I sighed and shook my head, returning my attention to the work I was doing before he had walked in. He let me finish up while I let him catch his breath. When Jongin used to join us, it was always loud in the room, now it was silent except for the sound of my pencil writing, the AC, and our breathing.

I put my notes away and turned to find him staring at his hands.

“What happened to us?”

I sighed and shook my head, “Life happened, I suppose.”

He lifted his head and I saw his eyes were bloodshot, “I miss us. I miss you two. I was so happy knowing both of you would always be there for me, for each other. I wasn’t joking when I said you two were perfect for each other. I know how you felt and trust me when I say he felt the same way.”

“Taemin-“

“Don’t try to deny it either because I know you knew. You two were so stubborn that you allowed for it to all fall through the cracks.”

“What was I supposed to do?! Confess and have him break my heart again? I gave myself to him and he disregarded everyhting. If we hadn’t broken up, we wouldn’t be friends right now. It was either staying together and then breaking up and hating each other or us moving on and remaining friends.
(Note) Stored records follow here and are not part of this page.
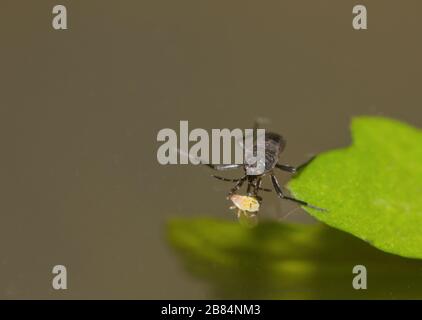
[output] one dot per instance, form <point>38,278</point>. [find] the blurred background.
<point>80,110</point>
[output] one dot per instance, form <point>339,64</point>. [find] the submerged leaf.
<point>372,189</point>
<point>277,261</point>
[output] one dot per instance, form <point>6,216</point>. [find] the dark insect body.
<point>274,146</point>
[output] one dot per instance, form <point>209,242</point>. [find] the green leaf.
<point>372,189</point>
<point>276,261</point>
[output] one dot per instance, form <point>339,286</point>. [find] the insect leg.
<point>221,167</point>
<point>292,169</point>
<point>237,186</point>
<point>283,196</point>
<point>225,179</point>
<point>286,167</point>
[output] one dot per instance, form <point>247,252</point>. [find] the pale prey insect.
<point>247,209</point>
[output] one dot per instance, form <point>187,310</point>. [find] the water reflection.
<point>277,261</point>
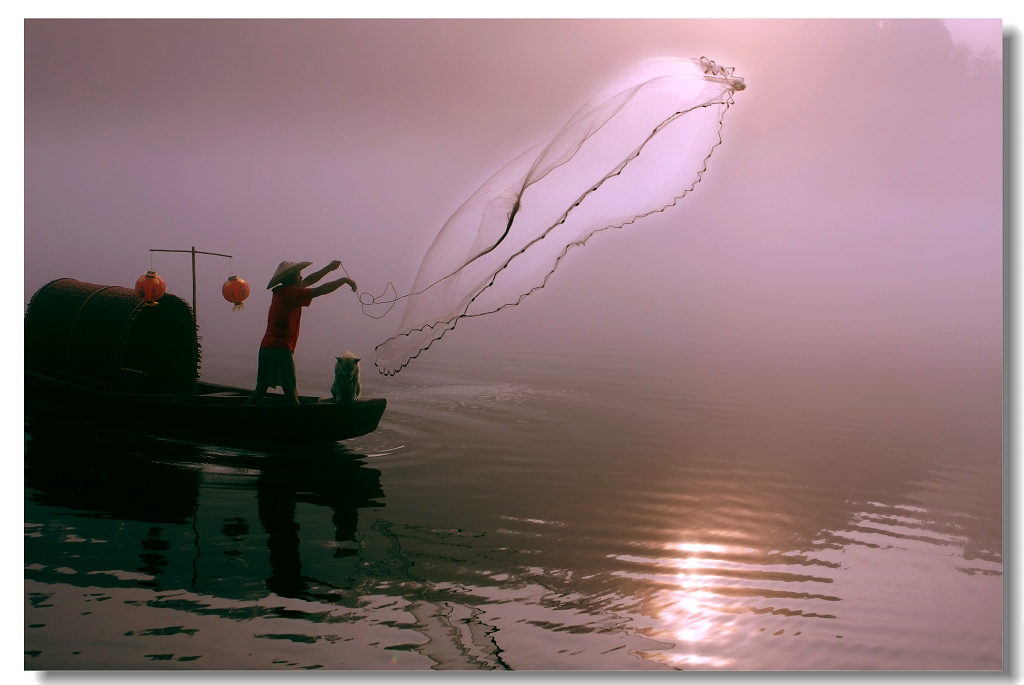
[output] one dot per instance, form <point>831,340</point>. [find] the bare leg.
<point>257,395</point>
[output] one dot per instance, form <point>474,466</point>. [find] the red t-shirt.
<point>283,322</point>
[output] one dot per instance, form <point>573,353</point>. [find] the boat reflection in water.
<point>182,498</point>
<point>531,526</point>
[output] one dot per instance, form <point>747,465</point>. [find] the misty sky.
<point>856,199</point>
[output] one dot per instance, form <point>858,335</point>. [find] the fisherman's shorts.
<point>276,368</point>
Take your pick.”

“I pick the one where he doesn’t date Soojung, stops getting into trouble, and we remain friends.”

“Because you and I are saints?”

“See! There you go thinking you’re not the embodiment of a goody two shoes. Just because you had sex with Jongin a few times doesn’t soil your reputation. In fact if I remember correctly, he always pressured you into it.”

“What do you want from me? I have to date Jongin because we’re perfect together, but I can’t date Jongin because he borderline raped me?”
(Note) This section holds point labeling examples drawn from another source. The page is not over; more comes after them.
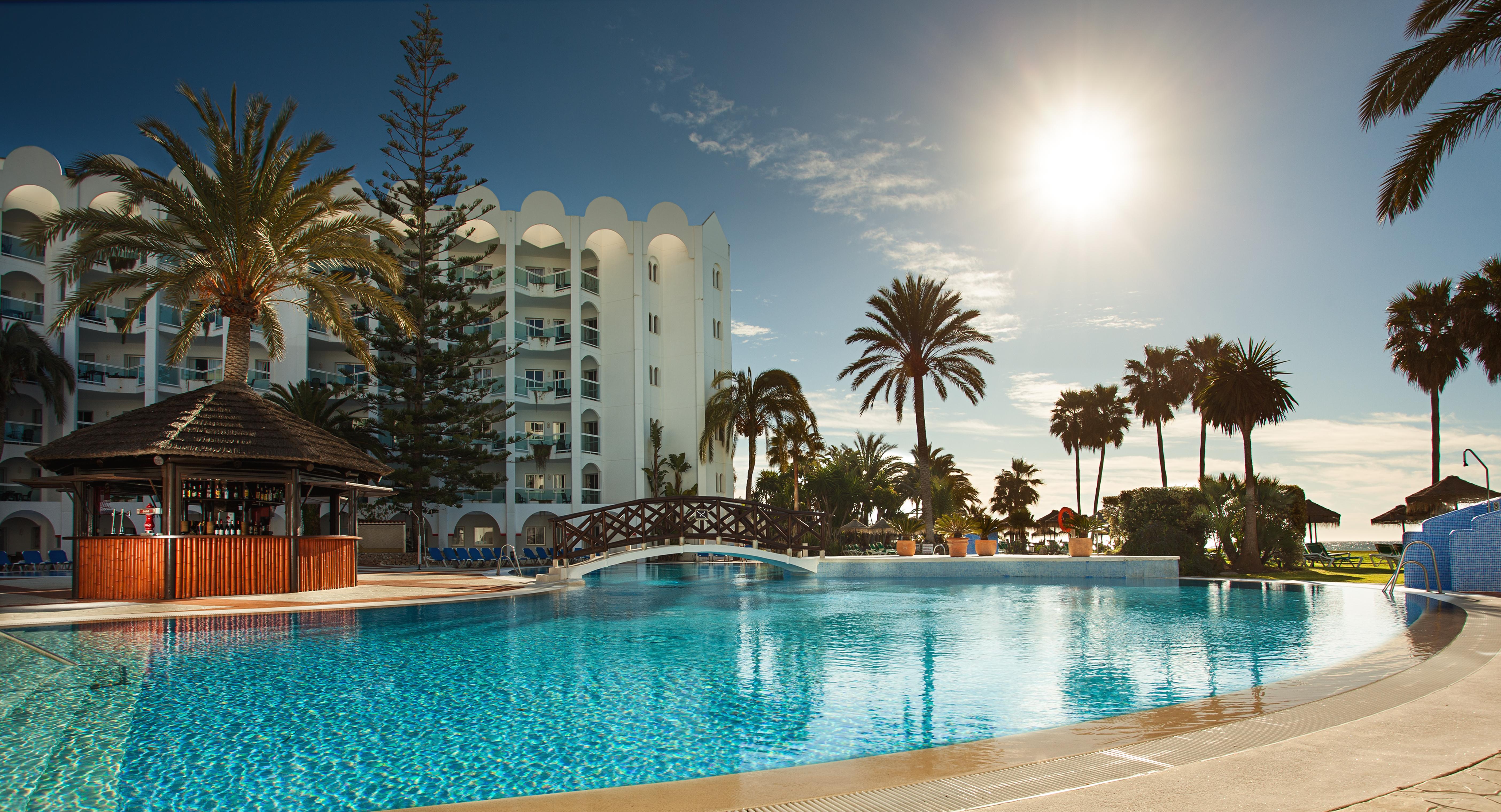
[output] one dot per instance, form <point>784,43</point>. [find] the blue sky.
<point>844,143</point>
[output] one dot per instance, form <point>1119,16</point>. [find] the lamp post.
<point>1467,455</point>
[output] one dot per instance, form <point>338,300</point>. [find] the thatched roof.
<point>1450,491</point>
<point>1397,516</point>
<point>226,421</point>
<point>1320,516</point>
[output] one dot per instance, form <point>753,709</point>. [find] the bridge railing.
<point>662,520</point>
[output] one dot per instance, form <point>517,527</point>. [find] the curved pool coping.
<point>1054,769</point>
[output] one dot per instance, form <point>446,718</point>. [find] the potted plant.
<point>909,528</point>
<point>954,528</point>
<point>1081,533</point>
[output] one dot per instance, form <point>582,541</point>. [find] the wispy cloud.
<point>750,331</point>
<point>1036,392</point>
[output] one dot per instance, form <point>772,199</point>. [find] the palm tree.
<point>750,406</point>
<point>238,235</point>
<point>1068,425</point>
<point>1017,489</point>
<point>28,358</point>
<point>1156,386</point>
<point>793,446</point>
<point>1105,424</point>
<point>1479,302</point>
<point>919,332</point>
<point>329,410</point>
<point>1246,389</point>
<point>1201,355</point>
<point>1425,343</point>
<point>1469,38</point>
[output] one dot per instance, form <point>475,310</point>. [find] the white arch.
<point>576,572</point>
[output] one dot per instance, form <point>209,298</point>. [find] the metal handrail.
<point>1407,547</point>
<point>38,649</point>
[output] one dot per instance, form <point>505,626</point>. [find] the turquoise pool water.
<point>650,673</point>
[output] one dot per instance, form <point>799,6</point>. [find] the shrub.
<point>1162,521</point>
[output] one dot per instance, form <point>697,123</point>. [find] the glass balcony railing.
<point>29,434</point>
<point>103,373</point>
<point>20,308</point>
<point>526,496</point>
<point>13,245</point>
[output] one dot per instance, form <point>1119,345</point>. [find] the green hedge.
<point>1164,521</point>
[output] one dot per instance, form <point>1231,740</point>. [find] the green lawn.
<point>1367,574</point>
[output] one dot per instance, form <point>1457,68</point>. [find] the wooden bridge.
<point>633,530</point>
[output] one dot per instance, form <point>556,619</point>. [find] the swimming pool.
<point>652,673</point>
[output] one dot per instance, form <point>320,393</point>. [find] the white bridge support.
<point>622,556</point>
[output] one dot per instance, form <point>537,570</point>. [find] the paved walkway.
<point>1476,788</point>
<point>44,599</point>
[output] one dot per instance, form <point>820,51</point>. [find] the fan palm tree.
<point>1201,355</point>
<point>793,446</point>
<point>750,406</point>
<point>238,236</point>
<point>1068,425</point>
<point>1455,35</point>
<point>1246,389</point>
<point>1425,343</point>
<point>1156,386</point>
<point>1105,424</point>
<point>1479,302</point>
<point>1017,489</point>
<point>329,410</point>
<point>28,358</point>
<point>919,332</point>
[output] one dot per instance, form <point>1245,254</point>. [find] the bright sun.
<point>1083,164</point>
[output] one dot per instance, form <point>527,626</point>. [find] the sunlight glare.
<point>1083,164</point>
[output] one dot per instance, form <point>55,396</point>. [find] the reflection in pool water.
<point>652,673</point>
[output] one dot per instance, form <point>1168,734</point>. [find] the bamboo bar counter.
<point>226,478</point>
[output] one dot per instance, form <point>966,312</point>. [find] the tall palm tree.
<point>329,410</point>
<point>1156,386</point>
<point>1068,425</point>
<point>1425,343</point>
<point>1455,35</point>
<point>1105,424</point>
<point>238,235</point>
<point>793,446</point>
<point>28,358</point>
<point>919,332</point>
<point>1201,355</point>
<point>748,406</point>
<point>1246,389</point>
<point>1479,302</point>
<point>1017,487</point>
There was silence again, but this time I couldn’t hear anything. I was too focused on keeping my tears from spilling. Taemin ran out of the room and I just made sure to lock my door and turn off the lights. My office was soundproof so as long as I stayed under the desk, no one would know I was there.

 


	3. Misery Thy Name is Love

My tiny apartment, although old, was my safe haven. They joy I felt coming home after a long day was overwhelmingly pleasant. As much as I enjoyed what I did, I craved the time when I could just be alone, playing guitar or reading, looking for inspiration. I was doing just that when I heard my phone go off. I expected it to be Taemin, whether he was apologizing or not. I looked at the name on my phone and almost dropped it.

“Hello?”

I heard a slam at my door and jumped at the sound.

“Open. Now.”

Curiosity got the best of me and I obeyed. I opened the door to find a soaking wet Jongin. He smirked and walked towards me. I didn’t have to smell the alcohol to know he was plastered.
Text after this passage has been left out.